IT’S an uncertain time to start investing, with both house prices and share markets looking shaky.
However, most investment experts will tell you the best time to get started is as soon as you can, because time in the market will usually trump any efforts to try and pick the best time to enter.
You don’t need to commit a fortune. Starting small is often a good idea for beginner investors, as is seeking expert advice and learning how to avoid the mistakes that newbies often make.
Here are five mistakes to watch out for.
Harvest Lane Asset Management managing director Luke Cummings said an investor fortunate to have an early win could liken the share market to “easy money”.
“Its’ very easy to get carried away by the temptation of going for the lotto-size winning trade, but it’s more likely that this type of investment will end in the destruction of your account than it will with you retiring early,” he said.
“The saying ‘slow and steady wins the race’ is a very appropriate one to keep in mind.”
2 INVESTING MORE THAN YOU’RE WILLING TO LOSE
All investments involve risk, so never pump in more money than you would be comfortable losing — or at least leaving in a loss-making investment for several years until it recovers.

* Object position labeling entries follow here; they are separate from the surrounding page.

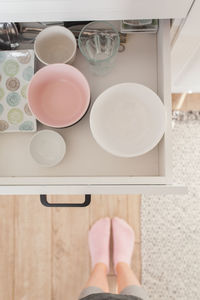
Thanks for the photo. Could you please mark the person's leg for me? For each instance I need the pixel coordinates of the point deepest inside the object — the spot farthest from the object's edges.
(123, 242)
(99, 238)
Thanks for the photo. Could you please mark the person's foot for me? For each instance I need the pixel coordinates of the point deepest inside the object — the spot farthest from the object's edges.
(99, 242)
(123, 241)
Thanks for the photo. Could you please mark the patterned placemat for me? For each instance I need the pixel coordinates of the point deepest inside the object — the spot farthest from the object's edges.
(16, 70)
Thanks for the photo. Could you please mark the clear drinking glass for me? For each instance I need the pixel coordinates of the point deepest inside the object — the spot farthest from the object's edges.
(99, 43)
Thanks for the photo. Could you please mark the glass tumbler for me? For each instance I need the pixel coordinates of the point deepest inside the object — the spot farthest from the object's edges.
(99, 43)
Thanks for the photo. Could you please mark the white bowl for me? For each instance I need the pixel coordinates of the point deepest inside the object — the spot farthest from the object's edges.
(47, 148)
(128, 120)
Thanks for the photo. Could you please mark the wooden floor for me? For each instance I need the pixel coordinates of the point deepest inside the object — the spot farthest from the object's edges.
(44, 252)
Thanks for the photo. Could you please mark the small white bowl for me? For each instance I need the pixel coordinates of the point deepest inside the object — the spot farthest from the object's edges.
(47, 148)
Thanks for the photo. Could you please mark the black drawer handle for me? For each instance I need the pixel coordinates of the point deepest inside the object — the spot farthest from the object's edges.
(43, 200)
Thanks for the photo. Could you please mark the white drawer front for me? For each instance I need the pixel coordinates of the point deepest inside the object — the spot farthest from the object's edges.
(51, 10)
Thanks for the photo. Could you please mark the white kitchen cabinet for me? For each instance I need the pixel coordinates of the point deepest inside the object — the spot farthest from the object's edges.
(186, 54)
(86, 168)
(59, 10)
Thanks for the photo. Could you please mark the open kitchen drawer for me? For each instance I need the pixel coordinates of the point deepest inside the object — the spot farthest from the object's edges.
(86, 168)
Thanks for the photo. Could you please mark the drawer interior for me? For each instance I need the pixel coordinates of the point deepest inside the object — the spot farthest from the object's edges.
(145, 61)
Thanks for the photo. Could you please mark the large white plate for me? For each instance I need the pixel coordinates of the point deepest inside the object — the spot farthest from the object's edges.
(128, 120)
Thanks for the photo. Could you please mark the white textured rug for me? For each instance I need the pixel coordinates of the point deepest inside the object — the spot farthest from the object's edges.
(171, 225)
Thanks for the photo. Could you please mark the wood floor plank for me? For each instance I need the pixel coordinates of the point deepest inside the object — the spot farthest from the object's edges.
(6, 247)
(45, 251)
(70, 256)
(32, 249)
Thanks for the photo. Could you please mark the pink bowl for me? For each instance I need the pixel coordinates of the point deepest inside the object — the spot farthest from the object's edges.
(58, 95)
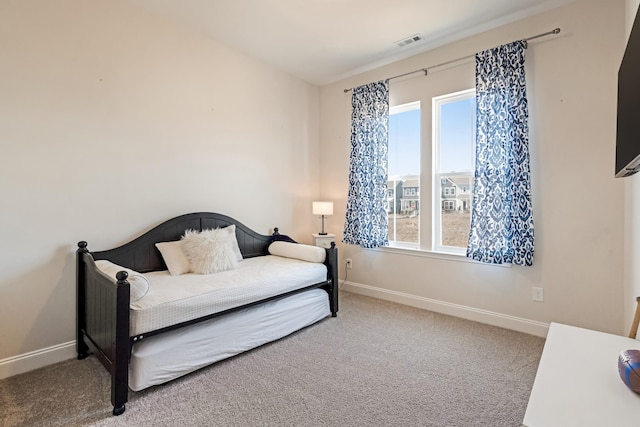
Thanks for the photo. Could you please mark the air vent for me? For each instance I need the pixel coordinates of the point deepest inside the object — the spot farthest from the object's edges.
(411, 39)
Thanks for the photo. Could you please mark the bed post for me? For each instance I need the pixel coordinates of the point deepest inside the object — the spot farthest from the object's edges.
(81, 347)
(120, 374)
(332, 273)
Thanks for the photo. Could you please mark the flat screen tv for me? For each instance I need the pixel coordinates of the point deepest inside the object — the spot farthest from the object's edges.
(628, 131)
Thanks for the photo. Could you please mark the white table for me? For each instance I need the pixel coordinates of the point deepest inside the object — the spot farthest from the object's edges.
(577, 383)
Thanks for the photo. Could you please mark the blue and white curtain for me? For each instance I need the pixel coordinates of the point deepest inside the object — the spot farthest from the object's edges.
(366, 218)
(502, 216)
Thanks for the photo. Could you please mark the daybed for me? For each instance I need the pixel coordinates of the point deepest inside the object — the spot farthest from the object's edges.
(181, 322)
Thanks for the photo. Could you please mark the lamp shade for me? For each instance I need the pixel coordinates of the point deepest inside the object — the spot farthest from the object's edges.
(323, 208)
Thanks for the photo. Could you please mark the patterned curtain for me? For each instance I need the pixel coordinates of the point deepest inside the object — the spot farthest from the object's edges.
(502, 218)
(366, 219)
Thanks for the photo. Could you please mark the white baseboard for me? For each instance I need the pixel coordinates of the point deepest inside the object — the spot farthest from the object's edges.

Educating yourself about risk, and the benefits of diversifying your money across different types of assets, is important. If the thought of losing a few hundred or few thousand dollars stops you from sleeping, perhaps investing in shares, property and other high-growth assets is not for you.
3 FEAR OF FEES
Nobody wants to spend a fortune on fees, but if the performance you are getting from an investment adviser or manager more than offsets the cost, it’s worth paying a little extra.
Mr Cummings said fees relative to performance were very important. “You can’t properly assess one investment option against another without being aware of both fees and performance,” he said.
4 FOLLOWING THE HERD
PM Capital founder and chief investment officer Paul Moore said many investors tended to follow the crowd, even though the crowd was always wrong.
“The best investment opportunities will find few who are interested, many who are dismissive and some who will even ridicule,” he said.
“If you want to be a successful investor you have got to be doing something different.”
5 KNEE-JERK REACTIONS
With higher growth comes higher risk, and investments will always bounce up and down in value. They key is to look beyond this volatility and invest for the long term.
“People get so fixated with what’s happening that they forget that most of the time it’s temporary,” Mr Moore said.
“You have just got to be patient. But people start thinking that’s the way it’s always going to be.”